Your own business – 7 tips before starting
Owning your own business often seems the best. However, the grass is not always greener on the other side. It is important not to be blinded by the potential rewards. Do you have what it takes? You need the right skills, determination, financial backing, etc. There are also several serious and potentially fatal risks. The following tips serve as a guideline before starting your own business:
- Make sure entrepreneurship is for you. Entrepreneurship is not for everyone. If you feel more secure in your comfort zone and willing to take risks, chances are you’re better off where you are – there’s nothing wrong with that. Entrepreneurship needs passion, a certain amount of risk-taking and motivation and dedication to succeed when all seems against you.
- Andonwithstand the risks. Financial risk, including potential bankruptcy, is a real threat if things go wrong. Less obvious risks include social, career and psychological risks.
- Build a support structure. Owning your own business can be quite difficult at times. The more support you have, the better your chances of surviving these times. It’s worth the effort to get your family and friends positive about the business.
- Find the right partners. It is often not advisable to go into business on your own (or even impossible). Good synergy between partners can dramatically increase the potential of a business. Unfortunately, many business partnerships do not work and are often disastrous. Choose your partners very carefully and make sure legal contracts are in place for any potential ‘divorce’ in the future.
- Prepare diligently. Owning your own business usually means a lot of hard work. This should start with a proper feasibility study and business planning. Is there a big enough gap in the market that your business can fill? How will you do it? How will it be financed?

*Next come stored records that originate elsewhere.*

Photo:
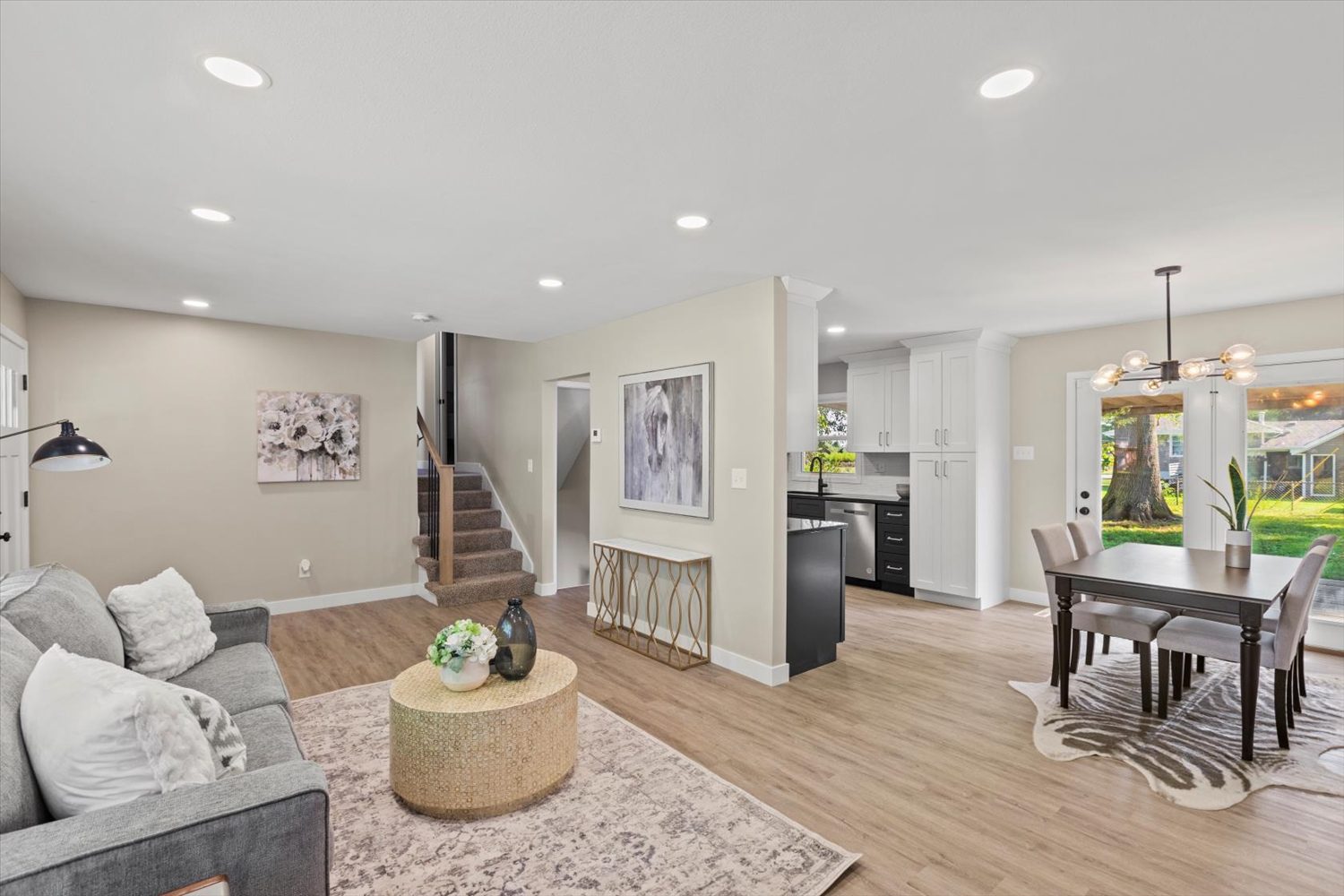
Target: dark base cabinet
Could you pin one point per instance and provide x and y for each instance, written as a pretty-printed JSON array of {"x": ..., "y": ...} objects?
[{"x": 814, "y": 598}]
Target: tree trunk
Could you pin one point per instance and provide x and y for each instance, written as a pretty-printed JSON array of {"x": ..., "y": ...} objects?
[{"x": 1136, "y": 487}]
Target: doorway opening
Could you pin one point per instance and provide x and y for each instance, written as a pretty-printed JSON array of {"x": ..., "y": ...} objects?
[{"x": 573, "y": 406}]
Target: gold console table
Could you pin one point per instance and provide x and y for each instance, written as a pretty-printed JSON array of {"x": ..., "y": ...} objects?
[{"x": 668, "y": 621}]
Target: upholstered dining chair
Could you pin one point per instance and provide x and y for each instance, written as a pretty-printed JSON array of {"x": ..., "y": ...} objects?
[
  {"x": 1223, "y": 641},
  {"x": 1134, "y": 624},
  {"x": 1088, "y": 541}
]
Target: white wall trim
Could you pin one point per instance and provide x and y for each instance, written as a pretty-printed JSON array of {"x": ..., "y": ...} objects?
[
  {"x": 341, "y": 598},
  {"x": 496, "y": 504},
  {"x": 745, "y": 667}
]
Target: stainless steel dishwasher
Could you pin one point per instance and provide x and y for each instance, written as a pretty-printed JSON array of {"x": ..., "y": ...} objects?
[{"x": 860, "y": 554}]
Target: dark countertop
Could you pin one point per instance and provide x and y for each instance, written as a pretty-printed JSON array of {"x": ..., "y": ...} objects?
[
  {"x": 851, "y": 495},
  {"x": 797, "y": 524}
]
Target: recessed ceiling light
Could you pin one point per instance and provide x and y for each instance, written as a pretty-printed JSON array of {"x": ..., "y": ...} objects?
[
  {"x": 212, "y": 214},
  {"x": 1007, "y": 83},
  {"x": 236, "y": 73},
  {"x": 693, "y": 222}
]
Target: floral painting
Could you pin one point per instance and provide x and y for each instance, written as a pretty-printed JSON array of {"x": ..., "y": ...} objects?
[{"x": 306, "y": 437}]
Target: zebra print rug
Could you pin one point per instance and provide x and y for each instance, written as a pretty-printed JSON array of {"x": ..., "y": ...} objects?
[{"x": 1193, "y": 758}]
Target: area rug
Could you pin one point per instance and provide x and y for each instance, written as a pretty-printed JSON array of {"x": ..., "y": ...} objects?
[
  {"x": 634, "y": 817},
  {"x": 1193, "y": 756}
]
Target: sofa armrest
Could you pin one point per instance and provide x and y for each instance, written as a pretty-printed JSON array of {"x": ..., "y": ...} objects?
[
  {"x": 266, "y": 831},
  {"x": 241, "y": 622}
]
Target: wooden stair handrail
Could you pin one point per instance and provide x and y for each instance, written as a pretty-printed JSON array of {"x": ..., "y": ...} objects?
[{"x": 445, "y": 503}]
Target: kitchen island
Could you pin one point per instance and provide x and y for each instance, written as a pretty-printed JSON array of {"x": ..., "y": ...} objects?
[{"x": 814, "y": 619}]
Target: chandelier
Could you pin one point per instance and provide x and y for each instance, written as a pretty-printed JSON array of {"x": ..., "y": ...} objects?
[{"x": 1236, "y": 360}]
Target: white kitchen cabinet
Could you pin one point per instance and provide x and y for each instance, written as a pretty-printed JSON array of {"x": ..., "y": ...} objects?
[
  {"x": 878, "y": 400},
  {"x": 943, "y": 513},
  {"x": 959, "y": 468}
]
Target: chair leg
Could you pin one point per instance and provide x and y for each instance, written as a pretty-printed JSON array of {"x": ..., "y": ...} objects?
[
  {"x": 1145, "y": 676},
  {"x": 1281, "y": 723},
  {"x": 1054, "y": 657},
  {"x": 1164, "y": 661}
]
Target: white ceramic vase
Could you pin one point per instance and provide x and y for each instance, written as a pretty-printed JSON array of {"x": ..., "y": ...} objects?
[
  {"x": 1238, "y": 549},
  {"x": 472, "y": 676}
]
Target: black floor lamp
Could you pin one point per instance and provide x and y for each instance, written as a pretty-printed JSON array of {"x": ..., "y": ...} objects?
[{"x": 66, "y": 452}]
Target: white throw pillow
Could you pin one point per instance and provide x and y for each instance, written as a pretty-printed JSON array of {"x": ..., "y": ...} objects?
[
  {"x": 99, "y": 735},
  {"x": 163, "y": 625}
]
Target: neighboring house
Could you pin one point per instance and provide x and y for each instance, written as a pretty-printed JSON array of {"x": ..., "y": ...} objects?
[{"x": 1304, "y": 454}]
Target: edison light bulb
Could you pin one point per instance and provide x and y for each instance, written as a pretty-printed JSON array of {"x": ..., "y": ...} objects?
[
  {"x": 1134, "y": 362},
  {"x": 1239, "y": 355},
  {"x": 1195, "y": 368},
  {"x": 1107, "y": 376}
]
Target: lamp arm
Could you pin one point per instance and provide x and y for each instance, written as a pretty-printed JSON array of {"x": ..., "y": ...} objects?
[{"x": 34, "y": 429}]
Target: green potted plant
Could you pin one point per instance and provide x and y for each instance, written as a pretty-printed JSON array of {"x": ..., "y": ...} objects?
[
  {"x": 462, "y": 653},
  {"x": 1238, "y": 514}
]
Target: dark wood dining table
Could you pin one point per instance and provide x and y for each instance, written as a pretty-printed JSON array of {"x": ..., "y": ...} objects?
[{"x": 1185, "y": 578}]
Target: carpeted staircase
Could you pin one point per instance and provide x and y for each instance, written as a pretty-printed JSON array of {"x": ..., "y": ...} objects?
[{"x": 484, "y": 564}]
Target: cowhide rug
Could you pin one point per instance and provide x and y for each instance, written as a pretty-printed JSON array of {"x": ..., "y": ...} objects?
[{"x": 1193, "y": 758}]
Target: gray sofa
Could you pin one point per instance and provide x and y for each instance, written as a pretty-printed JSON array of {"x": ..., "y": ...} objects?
[{"x": 266, "y": 829}]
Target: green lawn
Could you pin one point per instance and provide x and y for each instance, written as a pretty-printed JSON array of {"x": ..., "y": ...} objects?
[{"x": 1279, "y": 528}]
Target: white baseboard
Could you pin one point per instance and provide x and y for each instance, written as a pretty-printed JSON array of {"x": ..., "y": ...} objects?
[
  {"x": 341, "y": 598},
  {"x": 746, "y": 667},
  {"x": 1023, "y": 595}
]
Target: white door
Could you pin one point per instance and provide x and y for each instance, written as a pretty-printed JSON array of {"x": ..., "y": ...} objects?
[
  {"x": 926, "y": 402},
  {"x": 959, "y": 400},
  {"x": 13, "y": 452},
  {"x": 925, "y": 521},
  {"x": 867, "y": 409},
  {"x": 957, "y": 543},
  {"x": 898, "y": 408}
]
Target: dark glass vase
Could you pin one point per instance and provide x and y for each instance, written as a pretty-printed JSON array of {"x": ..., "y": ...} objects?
[{"x": 516, "y": 637}]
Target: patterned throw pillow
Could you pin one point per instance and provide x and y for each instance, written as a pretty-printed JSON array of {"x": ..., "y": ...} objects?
[{"x": 226, "y": 742}]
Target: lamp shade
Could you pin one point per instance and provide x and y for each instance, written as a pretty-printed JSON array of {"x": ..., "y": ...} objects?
[{"x": 69, "y": 452}]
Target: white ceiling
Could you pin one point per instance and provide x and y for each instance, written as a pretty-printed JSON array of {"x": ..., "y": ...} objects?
[{"x": 440, "y": 158}]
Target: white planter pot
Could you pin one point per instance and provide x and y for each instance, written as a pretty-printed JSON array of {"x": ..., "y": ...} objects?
[
  {"x": 1238, "y": 549},
  {"x": 472, "y": 676}
]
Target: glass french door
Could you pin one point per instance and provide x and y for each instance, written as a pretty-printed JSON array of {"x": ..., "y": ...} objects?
[{"x": 1139, "y": 462}]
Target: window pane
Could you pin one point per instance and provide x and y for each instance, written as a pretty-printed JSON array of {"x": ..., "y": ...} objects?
[
  {"x": 1293, "y": 438},
  {"x": 1142, "y": 469}
]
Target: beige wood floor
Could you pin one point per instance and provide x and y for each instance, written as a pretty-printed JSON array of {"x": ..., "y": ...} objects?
[{"x": 910, "y": 748}]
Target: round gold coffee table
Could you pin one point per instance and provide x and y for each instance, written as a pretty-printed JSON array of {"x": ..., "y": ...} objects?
[{"x": 486, "y": 751}]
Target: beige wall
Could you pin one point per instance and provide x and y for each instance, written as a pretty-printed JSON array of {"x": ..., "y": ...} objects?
[
  {"x": 1040, "y": 363},
  {"x": 13, "y": 309},
  {"x": 172, "y": 400},
  {"x": 507, "y": 410}
]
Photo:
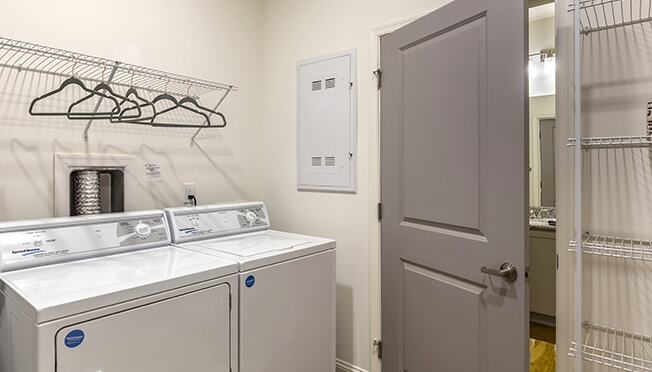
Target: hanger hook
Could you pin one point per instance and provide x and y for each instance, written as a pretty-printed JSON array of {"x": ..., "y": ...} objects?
[{"x": 74, "y": 64}]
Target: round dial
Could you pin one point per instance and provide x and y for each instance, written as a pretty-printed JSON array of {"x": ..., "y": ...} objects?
[
  {"x": 252, "y": 217},
  {"x": 143, "y": 230}
]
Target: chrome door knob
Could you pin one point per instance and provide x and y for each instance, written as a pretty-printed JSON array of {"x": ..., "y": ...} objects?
[{"x": 507, "y": 271}]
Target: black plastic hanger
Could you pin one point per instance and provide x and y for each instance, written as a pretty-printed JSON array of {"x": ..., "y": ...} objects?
[
  {"x": 129, "y": 119},
  {"x": 175, "y": 105},
  {"x": 100, "y": 116},
  {"x": 196, "y": 103},
  {"x": 70, "y": 81}
]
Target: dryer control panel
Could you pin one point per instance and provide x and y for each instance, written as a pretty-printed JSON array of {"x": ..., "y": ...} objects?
[
  {"x": 37, "y": 243},
  {"x": 216, "y": 220}
]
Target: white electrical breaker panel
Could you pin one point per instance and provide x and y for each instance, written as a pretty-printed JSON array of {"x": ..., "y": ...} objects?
[{"x": 327, "y": 123}]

- Be realistic. A new business is never all moonlight and roses. It usually takes much longer than expected to reach profitability and needs many more resources (especially financial) than usually planned. Reflect this in your cash flow planning.
- Get expert advice. When you lack specific skills, it is much cheaper to pay for them in the beginning than later when the business is not working. Where applicable, advice should be sought from auditors, lawyers, bankers, consultants and other experts.